Die letzten Wochen, seit der Ausgangsbeschränkung wegen Corona, haben uns schrittweise in völlig neue Verhaltensmuster katapultiert, die davor noch undenkbar gewesen wären: social distancing, möglichst wenig raus gehen, Abstand halten beim Einkaufen, Gesichtsmasken, Desinfektionsmittel, Händewaschen…. ihr wisst schon…. Alles das bestimmt nun unseren Alltag!
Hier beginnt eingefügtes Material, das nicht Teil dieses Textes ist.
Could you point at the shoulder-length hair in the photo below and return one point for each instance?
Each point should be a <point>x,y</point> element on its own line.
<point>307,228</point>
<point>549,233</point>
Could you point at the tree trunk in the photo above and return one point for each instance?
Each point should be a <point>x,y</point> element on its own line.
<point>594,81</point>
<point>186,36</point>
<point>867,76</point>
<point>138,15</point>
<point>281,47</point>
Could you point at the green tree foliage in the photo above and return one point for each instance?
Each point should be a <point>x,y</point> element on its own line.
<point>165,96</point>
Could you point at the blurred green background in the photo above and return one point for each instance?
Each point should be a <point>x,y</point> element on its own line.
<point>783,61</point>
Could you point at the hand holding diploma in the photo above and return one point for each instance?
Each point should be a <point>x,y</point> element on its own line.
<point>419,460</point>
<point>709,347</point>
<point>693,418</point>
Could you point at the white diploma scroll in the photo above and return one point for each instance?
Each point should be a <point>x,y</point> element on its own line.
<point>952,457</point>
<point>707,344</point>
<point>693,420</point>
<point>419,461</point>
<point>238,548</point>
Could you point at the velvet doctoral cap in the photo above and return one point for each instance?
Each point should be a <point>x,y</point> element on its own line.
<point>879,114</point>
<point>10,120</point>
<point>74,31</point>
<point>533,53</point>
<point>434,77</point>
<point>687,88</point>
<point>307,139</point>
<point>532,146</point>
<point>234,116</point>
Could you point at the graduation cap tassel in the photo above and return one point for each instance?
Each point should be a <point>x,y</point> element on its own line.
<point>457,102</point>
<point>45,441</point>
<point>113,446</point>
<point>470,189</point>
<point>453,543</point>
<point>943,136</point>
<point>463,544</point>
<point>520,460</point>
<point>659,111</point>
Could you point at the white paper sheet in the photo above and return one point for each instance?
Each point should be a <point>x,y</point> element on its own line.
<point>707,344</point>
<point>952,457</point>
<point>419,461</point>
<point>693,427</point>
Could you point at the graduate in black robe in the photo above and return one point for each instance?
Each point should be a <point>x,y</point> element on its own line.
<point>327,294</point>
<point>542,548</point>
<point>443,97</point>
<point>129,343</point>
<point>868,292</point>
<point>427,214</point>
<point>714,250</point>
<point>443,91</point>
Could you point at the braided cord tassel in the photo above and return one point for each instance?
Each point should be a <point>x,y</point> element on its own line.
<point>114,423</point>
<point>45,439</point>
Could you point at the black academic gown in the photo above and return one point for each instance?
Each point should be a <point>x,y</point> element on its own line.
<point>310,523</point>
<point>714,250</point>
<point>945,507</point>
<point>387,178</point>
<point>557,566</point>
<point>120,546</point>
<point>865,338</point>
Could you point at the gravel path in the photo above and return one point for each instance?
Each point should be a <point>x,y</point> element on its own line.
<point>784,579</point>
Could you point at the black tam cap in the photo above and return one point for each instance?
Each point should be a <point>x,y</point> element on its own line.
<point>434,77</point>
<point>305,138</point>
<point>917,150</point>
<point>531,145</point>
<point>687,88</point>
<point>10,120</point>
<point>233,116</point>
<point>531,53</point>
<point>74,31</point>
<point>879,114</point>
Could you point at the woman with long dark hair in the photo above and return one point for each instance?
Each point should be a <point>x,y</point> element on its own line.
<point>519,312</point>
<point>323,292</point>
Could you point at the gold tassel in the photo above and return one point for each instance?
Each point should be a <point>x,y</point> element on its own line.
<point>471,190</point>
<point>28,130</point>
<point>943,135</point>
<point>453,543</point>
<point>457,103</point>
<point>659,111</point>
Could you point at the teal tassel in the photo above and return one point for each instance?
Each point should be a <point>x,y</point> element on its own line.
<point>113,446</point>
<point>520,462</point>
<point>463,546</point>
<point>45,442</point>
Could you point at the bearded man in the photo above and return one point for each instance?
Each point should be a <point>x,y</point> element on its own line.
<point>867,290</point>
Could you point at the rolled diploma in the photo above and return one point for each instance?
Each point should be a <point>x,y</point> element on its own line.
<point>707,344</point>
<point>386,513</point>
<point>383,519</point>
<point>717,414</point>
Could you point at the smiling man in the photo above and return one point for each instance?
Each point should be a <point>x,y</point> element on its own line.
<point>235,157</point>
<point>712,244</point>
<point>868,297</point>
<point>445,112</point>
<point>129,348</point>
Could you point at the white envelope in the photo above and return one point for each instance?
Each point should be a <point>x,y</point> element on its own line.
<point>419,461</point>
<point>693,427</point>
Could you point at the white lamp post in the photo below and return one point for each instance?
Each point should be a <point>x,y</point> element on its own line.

Wir sind als erste Welt Menschen extrem viel Freiheit gewohnt, die vielen von uns jetzt erst so richtig bewusst wird. Wir waren bis vor kurzem FREI zu reisen, hinzugehen, wohin und mit wem wir wollten, zu wählen, wie wir leben wollen & was wir leben wollen. Ich behaupte ja, dass die meisten gar nicht wirklich gewahr waren, WIE frei sie sind, war es doch allzu selbstverständlich.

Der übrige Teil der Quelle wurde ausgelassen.